Keynote speaker Maryann Diaz, a licensed social worker, and American Sign Language interpreter and workshop facilitator, told her story of being the first in her family to attend college – and a missed opportunity. At a welcome event for EOF freshmen, she recalled “a sea of black and brown beautiful faces” that “gave me a sense of home.”
But Diaz had missed the six-week summer EOF program that would have provided support – despite the fact that she qualified. “I missed the fine print. Because I didn’t know. I didn’t know.”
“Talk to your sister and let her know, ‘I got you,’” said Diaz. “When one sister wins, we all win.”
Best-selling author Tiffany Stallings ’99 gave the young women the advice, “Face it until you make it. Ask for help.” She related a fall from success and grace that had her deeply depressed and contemplating suicide. “But my circle, my network would not let me,” Stallings said. “They called me every day. They prayed for me. I opened up. That’s why I’m here today.”
Stallings and Diaz emphasized the need to accept help and build community. To that end, EOF provides academic support, leadership development, financial literacy, career enrichment, intentional counseling/advisement and need-based financial assistance. The program is available to students from underrepresented populations who meet income criteria and exhibit potential.

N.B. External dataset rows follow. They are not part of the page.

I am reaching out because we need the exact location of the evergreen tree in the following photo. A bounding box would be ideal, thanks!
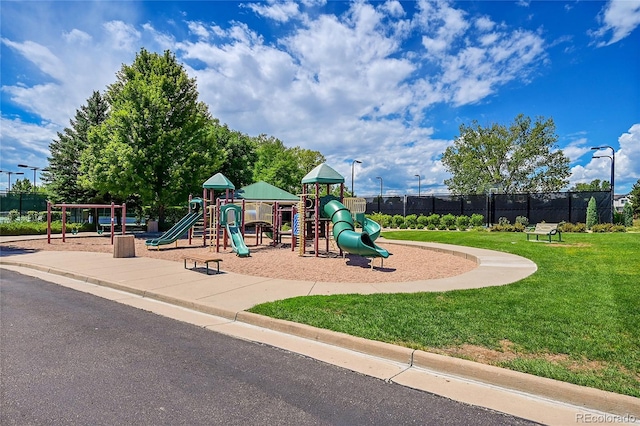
[442,115,571,194]
[629,179,640,217]
[11,178,33,194]
[42,92,109,203]
[586,197,598,229]
[622,203,633,227]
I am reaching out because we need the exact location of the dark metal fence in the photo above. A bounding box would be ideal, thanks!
[365,191,613,223]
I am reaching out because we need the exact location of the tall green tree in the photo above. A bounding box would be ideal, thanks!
[42,91,109,203]
[81,49,222,224]
[569,179,611,192]
[442,114,571,194]
[629,179,640,217]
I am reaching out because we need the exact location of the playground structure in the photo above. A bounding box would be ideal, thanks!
[145,198,203,250]
[200,173,298,257]
[47,201,127,245]
[294,164,390,265]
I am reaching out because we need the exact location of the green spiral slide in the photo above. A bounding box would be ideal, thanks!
[324,200,389,259]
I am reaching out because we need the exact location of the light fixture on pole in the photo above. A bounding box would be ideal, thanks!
[0,170,24,191]
[18,164,40,192]
[591,145,616,223]
[351,160,362,197]
[376,176,382,213]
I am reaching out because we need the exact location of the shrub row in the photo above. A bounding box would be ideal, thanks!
[367,213,484,230]
[367,213,626,232]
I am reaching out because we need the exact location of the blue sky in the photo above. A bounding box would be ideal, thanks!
[0,0,640,196]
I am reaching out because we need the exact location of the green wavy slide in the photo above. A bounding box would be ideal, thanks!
[324,200,390,259]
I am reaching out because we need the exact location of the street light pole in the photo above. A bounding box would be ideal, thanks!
[18,164,40,192]
[591,145,616,223]
[376,176,382,213]
[351,160,362,197]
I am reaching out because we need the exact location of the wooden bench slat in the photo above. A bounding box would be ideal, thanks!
[180,254,222,275]
[525,223,562,242]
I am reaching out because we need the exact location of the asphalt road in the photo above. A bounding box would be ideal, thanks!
[0,270,532,426]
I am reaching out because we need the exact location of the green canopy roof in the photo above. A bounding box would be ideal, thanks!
[302,163,344,184]
[236,181,300,202]
[202,173,236,190]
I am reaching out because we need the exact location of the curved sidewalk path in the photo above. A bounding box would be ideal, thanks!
[0,237,537,319]
[0,237,640,424]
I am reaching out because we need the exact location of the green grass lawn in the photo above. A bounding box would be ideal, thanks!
[251,231,640,397]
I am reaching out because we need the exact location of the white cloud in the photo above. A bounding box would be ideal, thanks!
[187,22,210,40]
[2,38,65,80]
[616,123,640,190]
[104,21,140,50]
[3,0,556,195]
[0,117,61,170]
[246,0,300,22]
[62,28,93,45]
[591,0,640,47]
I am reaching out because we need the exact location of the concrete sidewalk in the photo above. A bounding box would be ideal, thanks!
[0,237,640,424]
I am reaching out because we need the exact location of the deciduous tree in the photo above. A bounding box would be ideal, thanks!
[442,114,571,194]
[81,49,222,224]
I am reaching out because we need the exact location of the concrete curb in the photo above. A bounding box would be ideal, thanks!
[0,258,640,418]
[236,312,640,418]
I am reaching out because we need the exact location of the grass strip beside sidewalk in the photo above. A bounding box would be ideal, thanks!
[250,231,640,397]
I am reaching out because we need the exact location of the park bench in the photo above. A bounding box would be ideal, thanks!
[525,223,562,242]
[180,254,222,275]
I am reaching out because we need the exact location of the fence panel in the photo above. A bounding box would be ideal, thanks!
[0,191,47,216]
[366,191,613,224]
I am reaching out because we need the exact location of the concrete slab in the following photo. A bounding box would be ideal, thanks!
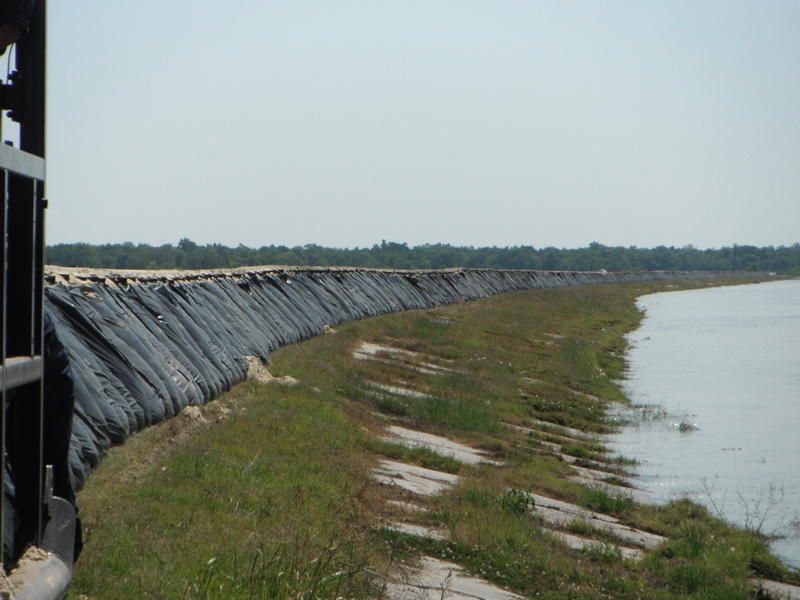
[386,556,524,600]
[531,494,666,549]
[383,521,447,540]
[567,476,652,504]
[386,500,428,513]
[364,381,430,399]
[372,460,460,496]
[547,530,644,560]
[381,425,503,466]
[750,579,800,600]
[531,419,596,440]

At the conference fashion show that included business attire, “ready for class” wear and school spirit swag, the students were invited to the runway to strut their stuff. Walking to the strains of Lizzo’s “Juice” and Beyonce’s “Run the World,” the young women showed pride, confidence and communal support. When one young woman named Jarmilla returned to the runway after stumbling on her first try, the crowd erupted into deafening cheers. “They helped me get back up there. I think this conference is going to make a difference,” Jarmilla said.

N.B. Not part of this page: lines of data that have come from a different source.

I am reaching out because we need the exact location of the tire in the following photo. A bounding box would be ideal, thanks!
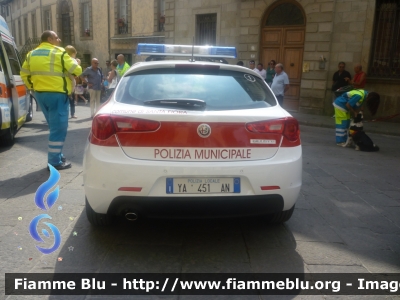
[0,119,16,147]
[269,205,295,224]
[85,199,114,226]
[25,97,33,122]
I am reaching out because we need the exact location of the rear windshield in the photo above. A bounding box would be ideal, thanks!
[115,68,276,110]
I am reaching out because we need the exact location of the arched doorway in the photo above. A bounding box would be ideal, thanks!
[260,0,306,110]
[57,0,74,47]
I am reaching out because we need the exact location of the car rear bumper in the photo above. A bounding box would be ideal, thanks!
[107,195,284,219]
[83,143,302,216]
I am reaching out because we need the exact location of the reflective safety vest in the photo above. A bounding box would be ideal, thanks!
[347,90,368,107]
[333,90,368,112]
[21,42,82,94]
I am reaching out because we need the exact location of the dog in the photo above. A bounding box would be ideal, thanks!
[343,112,379,152]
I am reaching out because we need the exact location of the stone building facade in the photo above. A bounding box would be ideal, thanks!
[165,0,400,119]
[0,0,163,68]
[0,0,400,121]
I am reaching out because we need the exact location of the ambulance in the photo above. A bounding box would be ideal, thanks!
[0,16,34,146]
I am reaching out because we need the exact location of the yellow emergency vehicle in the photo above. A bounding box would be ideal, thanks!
[0,16,34,146]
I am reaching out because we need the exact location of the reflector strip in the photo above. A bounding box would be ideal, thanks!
[118,187,142,192]
[261,185,281,191]
[136,43,236,58]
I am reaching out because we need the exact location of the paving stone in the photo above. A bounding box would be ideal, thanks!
[307,265,369,273]
[287,209,344,243]
[296,242,362,266]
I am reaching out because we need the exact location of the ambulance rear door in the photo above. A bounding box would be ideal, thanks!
[0,34,30,128]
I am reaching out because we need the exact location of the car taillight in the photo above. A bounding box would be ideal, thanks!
[89,115,160,147]
[283,118,300,142]
[92,115,115,140]
[246,117,300,147]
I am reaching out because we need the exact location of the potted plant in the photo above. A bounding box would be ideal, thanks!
[118,18,125,27]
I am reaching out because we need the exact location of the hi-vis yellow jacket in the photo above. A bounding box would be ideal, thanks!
[21,42,82,94]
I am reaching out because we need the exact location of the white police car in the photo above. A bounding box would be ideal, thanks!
[84,44,302,225]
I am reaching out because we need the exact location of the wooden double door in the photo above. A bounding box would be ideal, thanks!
[261,26,305,111]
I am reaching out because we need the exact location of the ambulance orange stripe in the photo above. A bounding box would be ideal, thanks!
[17,85,26,97]
[0,82,8,99]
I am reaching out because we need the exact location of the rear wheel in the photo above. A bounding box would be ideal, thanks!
[85,199,113,226]
[269,205,295,224]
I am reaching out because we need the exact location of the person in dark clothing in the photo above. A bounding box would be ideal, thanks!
[332,61,351,102]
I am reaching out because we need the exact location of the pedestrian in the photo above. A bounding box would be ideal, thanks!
[266,59,276,86]
[271,63,289,106]
[345,64,367,89]
[333,89,380,146]
[106,59,120,99]
[74,58,89,105]
[81,58,103,118]
[256,63,267,80]
[249,60,257,72]
[117,54,130,77]
[65,45,78,119]
[21,30,82,170]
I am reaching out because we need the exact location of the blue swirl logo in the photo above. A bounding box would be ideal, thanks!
[29,164,61,254]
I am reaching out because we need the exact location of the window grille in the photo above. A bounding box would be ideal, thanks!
[18,20,22,46]
[265,3,305,26]
[82,3,90,36]
[24,18,29,42]
[44,10,51,30]
[32,14,37,38]
[368,0,400,79]
[196,14,217,46]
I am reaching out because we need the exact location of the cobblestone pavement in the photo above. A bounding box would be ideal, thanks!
[0,105,400,299]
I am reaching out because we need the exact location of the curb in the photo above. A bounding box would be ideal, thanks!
[296,118,400,136]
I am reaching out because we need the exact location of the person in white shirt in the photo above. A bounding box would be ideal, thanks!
[271,64,289,106]
[256,63,267,80]
[249,60,257,72]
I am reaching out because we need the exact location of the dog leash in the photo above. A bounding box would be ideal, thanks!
[363,113,400,123]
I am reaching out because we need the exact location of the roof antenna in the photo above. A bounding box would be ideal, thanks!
[189,37,195,62]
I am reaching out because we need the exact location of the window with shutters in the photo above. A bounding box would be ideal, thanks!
[24,17,29,44]
[196,14,217,46]
[368,0,400,79]
[114,0,131,34]
[31,14,37,38]
[18,19,22,46]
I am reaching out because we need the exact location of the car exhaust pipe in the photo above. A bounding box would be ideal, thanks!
[125,212,139,222]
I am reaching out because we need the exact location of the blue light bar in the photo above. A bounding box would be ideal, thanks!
[136,43,236,58]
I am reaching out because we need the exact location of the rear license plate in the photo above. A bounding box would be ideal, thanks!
[167,177,240,194]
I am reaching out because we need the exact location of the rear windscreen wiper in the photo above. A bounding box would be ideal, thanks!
[143,98,206,109]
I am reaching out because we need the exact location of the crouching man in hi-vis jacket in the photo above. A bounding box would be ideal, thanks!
[21,30,82,170]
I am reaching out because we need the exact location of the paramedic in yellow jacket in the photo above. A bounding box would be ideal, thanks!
[21,30,82,170]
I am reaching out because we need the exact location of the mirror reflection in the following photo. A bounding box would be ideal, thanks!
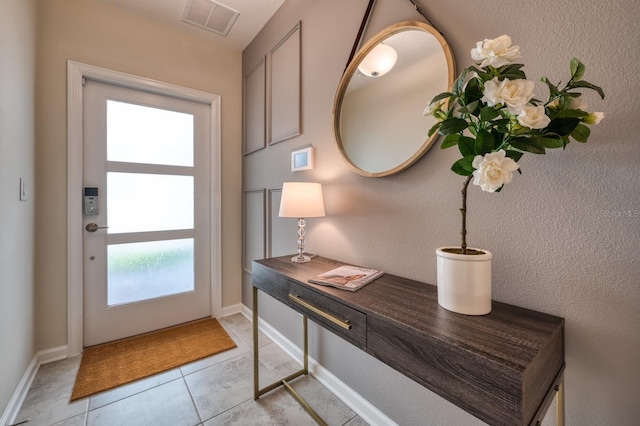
[334,22,455,177]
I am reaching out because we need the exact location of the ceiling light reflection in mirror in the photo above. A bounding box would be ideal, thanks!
[334,22,455,177]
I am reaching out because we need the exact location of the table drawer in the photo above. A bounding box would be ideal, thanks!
[289,281,367,349]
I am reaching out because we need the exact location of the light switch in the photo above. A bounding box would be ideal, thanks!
[20,178,29,201]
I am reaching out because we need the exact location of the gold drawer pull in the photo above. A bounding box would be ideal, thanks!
[289,293,351,330]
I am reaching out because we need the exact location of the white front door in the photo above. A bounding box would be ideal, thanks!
[82,80,212,347]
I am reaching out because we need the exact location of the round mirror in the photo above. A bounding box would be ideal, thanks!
[333,21,455,177]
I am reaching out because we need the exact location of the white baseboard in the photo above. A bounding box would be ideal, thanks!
[241,305,397,426]
[0,345,67,426]
[221,303,243,318]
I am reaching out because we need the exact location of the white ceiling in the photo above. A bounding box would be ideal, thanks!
[99,0,285,51]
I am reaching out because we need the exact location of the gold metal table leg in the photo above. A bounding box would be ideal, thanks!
[252,287,328,426]
[556,373,564,426]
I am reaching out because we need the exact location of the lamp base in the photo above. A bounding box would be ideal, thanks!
[291,254,311,263]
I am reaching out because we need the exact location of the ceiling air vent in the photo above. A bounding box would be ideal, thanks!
[182,0,240,36]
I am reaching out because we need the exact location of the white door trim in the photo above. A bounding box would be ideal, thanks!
[67,61,222,356]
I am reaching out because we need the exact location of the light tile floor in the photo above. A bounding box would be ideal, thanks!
[16,314,366,426]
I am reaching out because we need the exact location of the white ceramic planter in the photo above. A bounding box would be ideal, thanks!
[436,247,493,315]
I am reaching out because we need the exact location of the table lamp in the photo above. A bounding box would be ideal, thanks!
[278,182,324,263]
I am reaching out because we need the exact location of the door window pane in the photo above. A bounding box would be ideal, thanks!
[107,172,194,234]
[107,238,195,306]
[107,100,194,167]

The young women were also given a takeaway: “I’ve given you little gifts,” said Diaz, “Keys – you are the key that unlocks your potential, be patient and kind with yourself, you are powerful; there are rocks in your bag – adversity always looks huge when you face it, turn your stumbling blocks into stepping stones; once you journey through and look back they are as small as the pebbles in your bag. And the mesh bag – set your intention, be graceful, walk with integrity and secure the bag. In the words of Queen Bey, ‘Okay, ladies, now let’s get in formation!’”
Finally, Diaz said, she is reminded that “my community will see me when I can’t see myself. Nothing is done alone.”